A new festival celebrating Japanese culture in Los Angeles opens tomorrow with talks, parties, and a gallery of shipping containers on the streets.

This weekend, the largest Japanese cultural district in California will host the first ever Little Tokyo Design Week, a free four-day showcase of Japanese design and technology with a heavy dose of L.A. ingenuity. With Little Tokyo acting as a lively bridge between the burgeoning Arts District and a revitalized downtown, there's maybe no better place for a global exchange of ideas. "Little Tokyo offers a perfect venue to showcase Japanese innovations to Los Angeles and the world," says founder Hitoshi Abe, who also serves as director of UCLA's? Department of Architecture and Urban Design.


This fledgling festival, which runs July 13 to 17, is jam-packed with events including a symposium, museum exhibitions, a Pecha Kucha night, an outdoor screening of My Neighbor Totoro, and tours of the emergency housing unit EDV-01, a new shelter from Japan that supplies enough electricity and water to sustain two adults for a month. A highlight will be 20 storage containers housing mini-exhibits that will turn the streets into a public gallery. Download a map and seek out these unique collaborations between Japanese and American designers. Here are a few of our picks for must-see container galleries as you're wandering the hood.

Robot Box: L.A.-based We Are Matik are importing robots from Japan, and turning their entire container into one huge robot visitors can walk through, with projections and controlled lighting rigged up by the We Are Matik trio and their friends.

Mystery Box: This app, created by Meghan May Daalder and Rene Daalder, will guide you and a stranger (or partner) through most of the exhibits, while simultaneously testing for your compatibility.

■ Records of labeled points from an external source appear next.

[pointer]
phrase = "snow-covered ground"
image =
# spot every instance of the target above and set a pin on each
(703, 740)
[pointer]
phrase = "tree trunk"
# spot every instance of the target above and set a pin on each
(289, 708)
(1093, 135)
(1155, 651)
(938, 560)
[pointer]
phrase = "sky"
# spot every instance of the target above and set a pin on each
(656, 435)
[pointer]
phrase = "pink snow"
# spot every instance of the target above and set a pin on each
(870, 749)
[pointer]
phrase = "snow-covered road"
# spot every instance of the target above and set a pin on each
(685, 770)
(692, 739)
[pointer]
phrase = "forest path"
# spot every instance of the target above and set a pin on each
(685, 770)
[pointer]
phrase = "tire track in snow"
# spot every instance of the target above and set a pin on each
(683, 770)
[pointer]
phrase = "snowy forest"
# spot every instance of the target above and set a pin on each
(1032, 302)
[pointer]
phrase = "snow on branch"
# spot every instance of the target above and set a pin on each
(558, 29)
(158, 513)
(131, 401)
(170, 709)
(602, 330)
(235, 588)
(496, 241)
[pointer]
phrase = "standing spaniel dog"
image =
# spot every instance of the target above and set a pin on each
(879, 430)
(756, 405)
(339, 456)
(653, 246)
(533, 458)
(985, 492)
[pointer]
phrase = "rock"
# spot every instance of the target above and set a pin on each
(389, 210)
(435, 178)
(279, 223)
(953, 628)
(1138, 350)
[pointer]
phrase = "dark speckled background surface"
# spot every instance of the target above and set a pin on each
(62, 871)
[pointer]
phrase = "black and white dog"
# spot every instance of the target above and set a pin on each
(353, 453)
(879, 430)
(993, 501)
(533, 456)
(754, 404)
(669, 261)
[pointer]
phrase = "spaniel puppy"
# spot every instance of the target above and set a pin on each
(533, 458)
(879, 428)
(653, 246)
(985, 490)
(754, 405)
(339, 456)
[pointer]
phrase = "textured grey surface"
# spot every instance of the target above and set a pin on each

To get the app, visit the Mystery Box on the MOCA Plaza.

Tokyo/LA Houses: The festival spends plenty of time making comparisons between Japanese and Angeleno culture. With 20 models of homes from both countries paired side-by-side, this exhibition will reveal commonalities between the two cultures' architectural styles.

Giant Robot: Likely L.A.'s most famous purveyors of Japanese culture, the store Giant Robot will be creating a pop-up version of their retail experience with art and designer figures showcasing Japan's influence on L.A.

Food Futures: Design firm Fievre Jones and USC architecture students will be plotting out the global food supply against world population in 3D using thousands of nylon filaments. Get a sweet mochi reward for stopping by.